Join my intelligence history community
Earlier this year, I published my first book, State-Private Networks and Intelligence Theory: From Cold War Liberalism and Intelligence Theory, in the Routledge Studies in Intelligence series.
The book traced the roots of the Iraq War to a hawkish coalition which developed, inside and outside the US intelligence community. I focused largely on one element of that coalition, tracing the origins of neoconservatism to the CIA’s allies among anti-communists in the labour movement.
In this substack, I want to build on some of the other themes in the book, examining the internal politics of Western intelligence services from the Cold War to the War on Terror.
Key themes will be the legacy and international impact of James Angleton’s approach to counterintelligence, counterinsurgency in the British empire, and domestic counter-subversion in the UK.

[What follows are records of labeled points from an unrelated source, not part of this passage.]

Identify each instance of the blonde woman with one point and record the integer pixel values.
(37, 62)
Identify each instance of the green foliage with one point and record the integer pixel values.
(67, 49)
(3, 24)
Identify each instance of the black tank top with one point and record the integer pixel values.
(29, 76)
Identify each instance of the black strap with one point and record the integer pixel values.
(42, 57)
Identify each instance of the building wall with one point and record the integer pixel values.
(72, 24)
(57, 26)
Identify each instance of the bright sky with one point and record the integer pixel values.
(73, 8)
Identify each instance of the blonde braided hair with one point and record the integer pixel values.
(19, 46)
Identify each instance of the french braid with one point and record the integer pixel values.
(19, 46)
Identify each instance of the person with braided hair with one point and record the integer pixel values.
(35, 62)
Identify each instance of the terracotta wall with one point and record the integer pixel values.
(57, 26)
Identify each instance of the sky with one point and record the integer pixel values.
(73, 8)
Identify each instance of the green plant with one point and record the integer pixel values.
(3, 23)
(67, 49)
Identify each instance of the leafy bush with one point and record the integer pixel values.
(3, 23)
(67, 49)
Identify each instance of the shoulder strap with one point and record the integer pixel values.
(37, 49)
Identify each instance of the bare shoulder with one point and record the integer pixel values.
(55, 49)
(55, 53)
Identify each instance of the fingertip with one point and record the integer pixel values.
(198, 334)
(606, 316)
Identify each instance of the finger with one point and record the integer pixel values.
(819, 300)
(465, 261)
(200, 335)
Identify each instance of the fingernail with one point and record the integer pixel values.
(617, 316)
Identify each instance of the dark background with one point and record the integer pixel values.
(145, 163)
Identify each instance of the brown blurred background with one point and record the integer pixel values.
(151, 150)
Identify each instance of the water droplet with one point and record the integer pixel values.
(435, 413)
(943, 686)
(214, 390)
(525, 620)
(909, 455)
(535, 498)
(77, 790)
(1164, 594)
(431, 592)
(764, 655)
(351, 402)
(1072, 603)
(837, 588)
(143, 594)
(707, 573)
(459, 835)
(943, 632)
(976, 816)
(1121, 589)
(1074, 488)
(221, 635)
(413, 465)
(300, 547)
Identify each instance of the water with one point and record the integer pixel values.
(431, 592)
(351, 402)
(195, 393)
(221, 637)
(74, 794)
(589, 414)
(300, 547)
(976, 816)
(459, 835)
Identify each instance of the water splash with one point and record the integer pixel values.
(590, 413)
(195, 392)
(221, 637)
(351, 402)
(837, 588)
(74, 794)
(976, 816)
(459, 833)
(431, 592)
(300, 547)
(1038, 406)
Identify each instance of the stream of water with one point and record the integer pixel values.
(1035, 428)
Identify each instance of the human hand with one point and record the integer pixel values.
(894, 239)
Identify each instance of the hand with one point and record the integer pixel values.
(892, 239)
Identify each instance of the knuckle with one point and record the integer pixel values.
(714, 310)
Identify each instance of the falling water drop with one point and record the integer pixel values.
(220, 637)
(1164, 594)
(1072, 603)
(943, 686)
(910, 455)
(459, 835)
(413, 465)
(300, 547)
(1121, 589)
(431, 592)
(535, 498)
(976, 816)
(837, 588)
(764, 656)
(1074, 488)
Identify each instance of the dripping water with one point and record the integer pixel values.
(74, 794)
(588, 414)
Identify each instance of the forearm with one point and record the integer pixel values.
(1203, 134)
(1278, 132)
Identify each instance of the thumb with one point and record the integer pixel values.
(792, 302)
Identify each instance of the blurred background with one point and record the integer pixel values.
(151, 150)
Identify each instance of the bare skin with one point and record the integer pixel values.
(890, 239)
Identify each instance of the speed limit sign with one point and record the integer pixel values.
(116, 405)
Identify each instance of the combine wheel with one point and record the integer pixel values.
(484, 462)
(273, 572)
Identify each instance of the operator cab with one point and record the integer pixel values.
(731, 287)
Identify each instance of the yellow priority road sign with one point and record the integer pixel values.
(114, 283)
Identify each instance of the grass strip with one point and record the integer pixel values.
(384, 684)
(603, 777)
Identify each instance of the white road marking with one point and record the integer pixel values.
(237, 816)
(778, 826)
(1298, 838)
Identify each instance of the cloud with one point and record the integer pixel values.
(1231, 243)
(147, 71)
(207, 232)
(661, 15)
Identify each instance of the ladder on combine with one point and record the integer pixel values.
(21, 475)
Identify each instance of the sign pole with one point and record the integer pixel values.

Subscription tier posts will focus on biographies and organisational profiles, building up into a valuable reference. The aim will be at least one substantive new post each week, hopefully more, with continuous revision in response to new information, a process I hope readers may have ideas about.
Free-tier posts will provide occasional commentary on current events and new research. I hope that your support will enable me to expand my research at the National Archives in London. In the meantime, the time-honoured approach of tracing intelligence networks through the diplomatic lists is still an effective strategy for researching for intelligence agencies such as the CIA and MI6.